Роман сдвинул выразительные, как у казначея Нормана Ламонта, брови.
— Угу. А теперь она на меня даже не глядит.
Я ободряюще коснулась его руки:
— Она же англичанка. Не принимайте на свой счет.
Роман проводил меня до двери квартиры, остановился и посерьезнел.
— О нем ни слуху ни духу, — сообщил Роман, мой личный охранник с пышными усами. — Ни разу не объявлялся. Я смотрел в оба.
Я проглотила комок в горле.
— Неужели исчез с концами?
Я так надеялась на это, что на всякий случай сложила пальцы крестом.
— Вам молока не надо? — спросил Роман. — Могу поделиться.
— Нет, спасибо. Я все равно собиралась сбегать в магазин. Еще раз спасибо вам, Роман. Очень рада была повидаться.

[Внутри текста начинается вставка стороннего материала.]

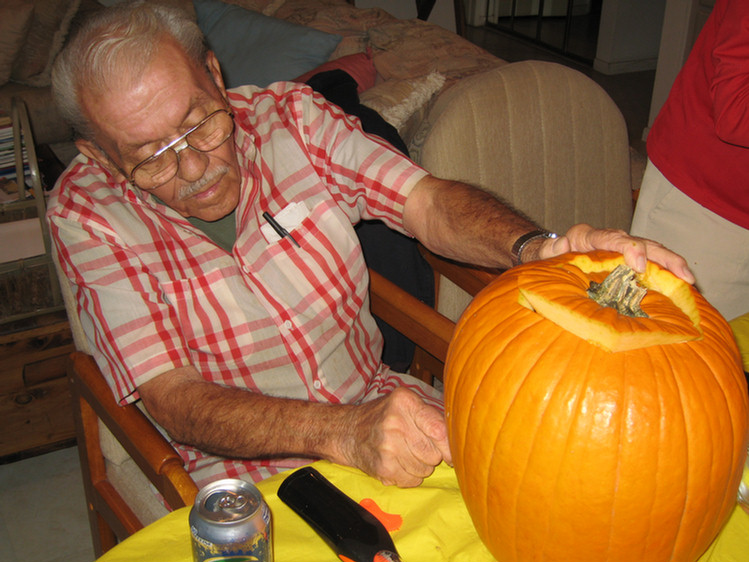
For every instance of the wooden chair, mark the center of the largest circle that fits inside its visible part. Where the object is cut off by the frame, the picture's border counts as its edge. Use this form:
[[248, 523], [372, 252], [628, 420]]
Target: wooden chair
[[111, 514]]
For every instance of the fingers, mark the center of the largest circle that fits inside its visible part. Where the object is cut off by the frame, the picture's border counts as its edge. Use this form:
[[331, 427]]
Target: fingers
[[404, 439], [636, 251]]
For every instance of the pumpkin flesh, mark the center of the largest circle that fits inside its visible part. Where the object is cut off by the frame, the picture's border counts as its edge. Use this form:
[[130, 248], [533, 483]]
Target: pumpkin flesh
[[565, 450]]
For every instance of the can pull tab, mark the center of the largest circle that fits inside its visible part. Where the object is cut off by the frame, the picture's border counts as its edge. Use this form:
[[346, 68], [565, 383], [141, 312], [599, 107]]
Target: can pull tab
[[232, 501]]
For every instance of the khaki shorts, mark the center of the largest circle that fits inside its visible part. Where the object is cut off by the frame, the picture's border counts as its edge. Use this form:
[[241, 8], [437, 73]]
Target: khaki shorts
[[717, 250]]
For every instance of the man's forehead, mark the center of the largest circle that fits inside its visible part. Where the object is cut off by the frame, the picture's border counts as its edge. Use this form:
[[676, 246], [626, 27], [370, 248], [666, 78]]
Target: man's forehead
[[153, 103]]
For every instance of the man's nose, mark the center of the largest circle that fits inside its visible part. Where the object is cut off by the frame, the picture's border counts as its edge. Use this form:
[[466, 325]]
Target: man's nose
[[192, 163]]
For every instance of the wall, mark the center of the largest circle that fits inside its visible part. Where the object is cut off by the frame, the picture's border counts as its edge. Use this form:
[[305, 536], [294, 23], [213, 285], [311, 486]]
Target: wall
[[682, 23], [629, 35]]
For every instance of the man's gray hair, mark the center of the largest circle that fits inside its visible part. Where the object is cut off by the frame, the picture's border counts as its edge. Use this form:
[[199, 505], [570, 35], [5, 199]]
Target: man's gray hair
[[115, 44]]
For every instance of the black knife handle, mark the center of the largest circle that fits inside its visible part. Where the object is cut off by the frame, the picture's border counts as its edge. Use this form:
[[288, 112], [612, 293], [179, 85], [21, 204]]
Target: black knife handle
[[350, 530]]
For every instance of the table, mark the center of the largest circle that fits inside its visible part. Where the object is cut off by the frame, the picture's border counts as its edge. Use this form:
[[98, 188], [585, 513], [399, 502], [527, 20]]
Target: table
[[436, 525]]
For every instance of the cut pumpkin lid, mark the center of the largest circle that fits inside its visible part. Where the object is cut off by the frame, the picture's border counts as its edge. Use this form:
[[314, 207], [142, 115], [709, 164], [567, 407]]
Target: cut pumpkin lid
[[568, 305]]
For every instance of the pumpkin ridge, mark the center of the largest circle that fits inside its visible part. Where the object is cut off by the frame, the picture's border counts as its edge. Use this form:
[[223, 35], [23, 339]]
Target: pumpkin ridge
[[558, 492], [499, 387], [562, 439]]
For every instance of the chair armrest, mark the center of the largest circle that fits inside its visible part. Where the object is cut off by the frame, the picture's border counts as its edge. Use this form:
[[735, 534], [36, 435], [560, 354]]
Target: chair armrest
[[468, 277], [153, 454], [419, 322]]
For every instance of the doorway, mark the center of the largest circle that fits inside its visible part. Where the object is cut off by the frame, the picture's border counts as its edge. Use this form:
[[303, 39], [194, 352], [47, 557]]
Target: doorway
[[569, 27]]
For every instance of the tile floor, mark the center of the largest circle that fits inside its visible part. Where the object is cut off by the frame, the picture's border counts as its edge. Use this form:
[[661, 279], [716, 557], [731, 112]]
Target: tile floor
[[42, 512]]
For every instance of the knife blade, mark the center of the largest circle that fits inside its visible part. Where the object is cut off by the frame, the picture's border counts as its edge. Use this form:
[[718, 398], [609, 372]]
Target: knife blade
[[350, 530]]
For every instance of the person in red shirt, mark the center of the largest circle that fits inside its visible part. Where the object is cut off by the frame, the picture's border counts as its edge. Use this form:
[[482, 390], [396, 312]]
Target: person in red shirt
[[244, 339], [695, 192]]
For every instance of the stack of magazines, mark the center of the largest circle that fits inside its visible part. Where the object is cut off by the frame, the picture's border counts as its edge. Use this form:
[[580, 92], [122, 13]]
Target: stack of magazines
[[8, 177]]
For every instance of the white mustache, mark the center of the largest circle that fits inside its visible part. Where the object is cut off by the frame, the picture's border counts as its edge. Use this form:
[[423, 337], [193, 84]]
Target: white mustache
[[192, 188]]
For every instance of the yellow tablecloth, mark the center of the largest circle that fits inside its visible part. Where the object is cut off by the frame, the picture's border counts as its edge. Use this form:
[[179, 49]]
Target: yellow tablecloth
[[436, 525]]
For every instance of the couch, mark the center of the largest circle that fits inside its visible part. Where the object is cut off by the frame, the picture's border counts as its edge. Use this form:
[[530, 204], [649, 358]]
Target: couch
[[541, 135]]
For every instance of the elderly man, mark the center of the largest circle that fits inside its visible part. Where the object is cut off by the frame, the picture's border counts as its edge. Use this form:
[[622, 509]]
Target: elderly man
[[209, 238]]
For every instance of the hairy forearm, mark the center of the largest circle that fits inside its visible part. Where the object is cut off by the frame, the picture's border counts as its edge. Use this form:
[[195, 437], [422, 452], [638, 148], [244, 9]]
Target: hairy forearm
[[464, 223], [238, 423]]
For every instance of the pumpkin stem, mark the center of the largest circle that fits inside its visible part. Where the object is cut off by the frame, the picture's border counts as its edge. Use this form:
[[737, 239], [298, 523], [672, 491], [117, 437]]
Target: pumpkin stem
[[620, 291]]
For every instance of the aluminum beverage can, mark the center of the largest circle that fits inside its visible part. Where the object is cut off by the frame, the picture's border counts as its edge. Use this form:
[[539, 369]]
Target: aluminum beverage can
[[230, 522]]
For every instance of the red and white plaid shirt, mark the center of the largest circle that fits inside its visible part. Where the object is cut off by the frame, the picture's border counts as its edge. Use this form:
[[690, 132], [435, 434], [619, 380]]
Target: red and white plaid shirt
[[155, 293]]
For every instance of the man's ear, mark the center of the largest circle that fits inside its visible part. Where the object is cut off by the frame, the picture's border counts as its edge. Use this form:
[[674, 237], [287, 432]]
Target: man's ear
[[214, 68], [92, 150]]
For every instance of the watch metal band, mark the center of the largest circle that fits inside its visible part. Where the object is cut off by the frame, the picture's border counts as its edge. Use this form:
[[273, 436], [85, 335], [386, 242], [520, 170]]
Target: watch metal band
[[522, 242]]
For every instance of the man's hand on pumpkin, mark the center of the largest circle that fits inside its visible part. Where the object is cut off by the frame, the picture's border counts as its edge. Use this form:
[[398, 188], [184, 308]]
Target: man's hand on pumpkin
[[636, 251], [398, 438]]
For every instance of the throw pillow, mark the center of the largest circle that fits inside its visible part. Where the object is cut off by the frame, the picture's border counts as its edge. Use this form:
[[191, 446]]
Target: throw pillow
[[257, 49], [15, 20], [397, 100], [49, 27], [359, 66]]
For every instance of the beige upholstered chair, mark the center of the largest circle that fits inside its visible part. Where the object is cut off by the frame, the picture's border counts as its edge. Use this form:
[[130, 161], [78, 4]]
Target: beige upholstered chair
[[542, 136]]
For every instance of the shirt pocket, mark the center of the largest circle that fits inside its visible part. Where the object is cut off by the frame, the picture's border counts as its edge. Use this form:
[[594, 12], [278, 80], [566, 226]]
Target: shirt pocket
[[322, 274]]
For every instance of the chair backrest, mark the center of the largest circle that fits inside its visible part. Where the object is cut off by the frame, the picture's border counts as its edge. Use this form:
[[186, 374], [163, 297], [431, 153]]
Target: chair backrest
[[544, 137]]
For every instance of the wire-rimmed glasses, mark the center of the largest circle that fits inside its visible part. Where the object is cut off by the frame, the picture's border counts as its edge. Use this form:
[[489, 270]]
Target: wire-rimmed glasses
[[208, 135]]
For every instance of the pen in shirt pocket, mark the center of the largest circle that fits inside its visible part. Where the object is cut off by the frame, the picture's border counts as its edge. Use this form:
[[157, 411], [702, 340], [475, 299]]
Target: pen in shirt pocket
[[280, 230]]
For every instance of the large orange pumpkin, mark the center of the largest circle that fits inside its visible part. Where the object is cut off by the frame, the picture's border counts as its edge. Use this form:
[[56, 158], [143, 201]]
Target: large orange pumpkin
[[580, 434]]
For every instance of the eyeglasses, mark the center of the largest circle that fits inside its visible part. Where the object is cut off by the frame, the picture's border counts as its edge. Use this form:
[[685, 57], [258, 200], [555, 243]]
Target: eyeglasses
[[208, 135]]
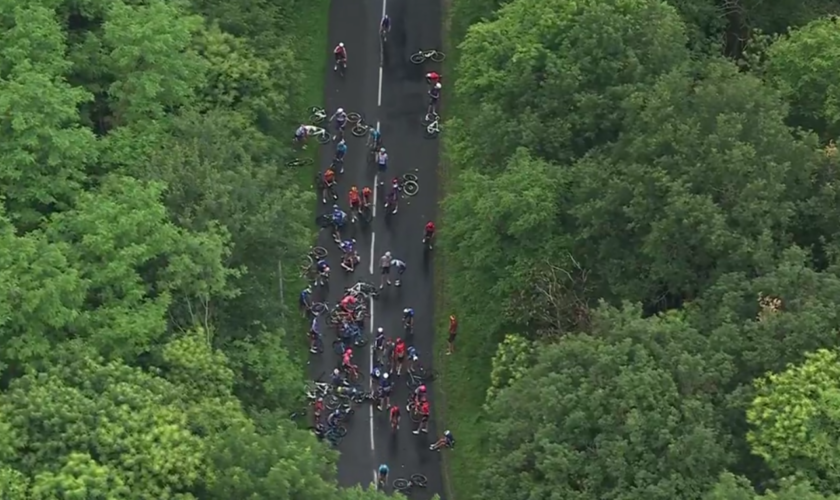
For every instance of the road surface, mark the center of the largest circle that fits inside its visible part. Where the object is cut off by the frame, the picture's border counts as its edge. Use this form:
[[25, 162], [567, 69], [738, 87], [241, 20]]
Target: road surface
[[390, 92]]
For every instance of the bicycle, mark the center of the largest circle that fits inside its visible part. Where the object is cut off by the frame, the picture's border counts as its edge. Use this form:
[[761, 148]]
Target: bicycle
[[418, 480], [299, 162], [432, 123], [317, 115], [360, 129], [422, 56], [321, 135]]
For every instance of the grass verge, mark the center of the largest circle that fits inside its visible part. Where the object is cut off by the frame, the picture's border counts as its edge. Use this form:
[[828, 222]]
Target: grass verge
[[463, 377], [308, 27]]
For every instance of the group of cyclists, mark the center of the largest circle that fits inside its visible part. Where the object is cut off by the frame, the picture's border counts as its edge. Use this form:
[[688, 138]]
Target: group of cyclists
[[395, 356]]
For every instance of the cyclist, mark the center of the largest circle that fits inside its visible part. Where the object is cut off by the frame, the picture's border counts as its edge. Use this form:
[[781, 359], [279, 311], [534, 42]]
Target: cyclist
[[340, 54], [432, 78], [355, 202], [334, 418], [382, 163], [314, 336], [392, 199], [379, 343], [340, 151], [339, 217], [348, 304], [429, 233], [383, 475], [425, 411], [340, 118], [367, 197], [374, 140], [323, 269], [400, 266], [385, 269], [453, 330], [349, 257], [434, 95], [399, 355], [395, 417], [336, 379], [327, 183], [385, 385], [301, 134], [446, 441], [408, 319], [305, 300], [385, 27], [347, 363], [412, 356]]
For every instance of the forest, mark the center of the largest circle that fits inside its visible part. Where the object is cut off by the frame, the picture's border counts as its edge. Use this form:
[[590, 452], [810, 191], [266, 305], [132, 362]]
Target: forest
[[146, 346], [641, 240]]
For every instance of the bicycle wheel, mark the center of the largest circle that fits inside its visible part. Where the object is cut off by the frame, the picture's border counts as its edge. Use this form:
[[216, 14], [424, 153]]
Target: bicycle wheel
[[419, 480], [410, 188], [332, 402], [359, 130]]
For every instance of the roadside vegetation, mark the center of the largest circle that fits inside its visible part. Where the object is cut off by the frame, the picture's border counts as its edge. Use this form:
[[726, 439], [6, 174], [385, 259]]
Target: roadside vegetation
[[640, 240], [146, 213]]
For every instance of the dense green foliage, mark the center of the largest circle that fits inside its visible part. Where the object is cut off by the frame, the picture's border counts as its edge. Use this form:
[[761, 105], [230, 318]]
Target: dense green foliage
[[645, 193], [144, 345]]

Он внес мой багаж и ушел. Я дома.
Моя квартира имеет форму коробки, приблизительно поделенной на четыре зоны. Как зайдешь, сразу слева — ванная с единственной в квартире полноценной стеной. Под ванную я отвела чуть ли не четверть общей площади, подрядчик решил, что я спятила, и пришлось объяснять, что я обожаю валяться в ванне. Это правда, но вообще-то я планировала ванну не только для купаний, но и для секса. Даже предусмотрела плитку с пупырышками на полу в душевой: не хватало еще поскользнуться в самый ответственный момент. Полы в моей ванной с подогревом, ванна эффектно вделана в стену, все выложено плиткой, кроме зеркальных шкафов над раковиной. Словом, моя ванная — «влажная зона» — такой двусмысленный юмор в духе Бенни Хилла. Увы, случая обновить ванную в роли спальни мне пока не представилось.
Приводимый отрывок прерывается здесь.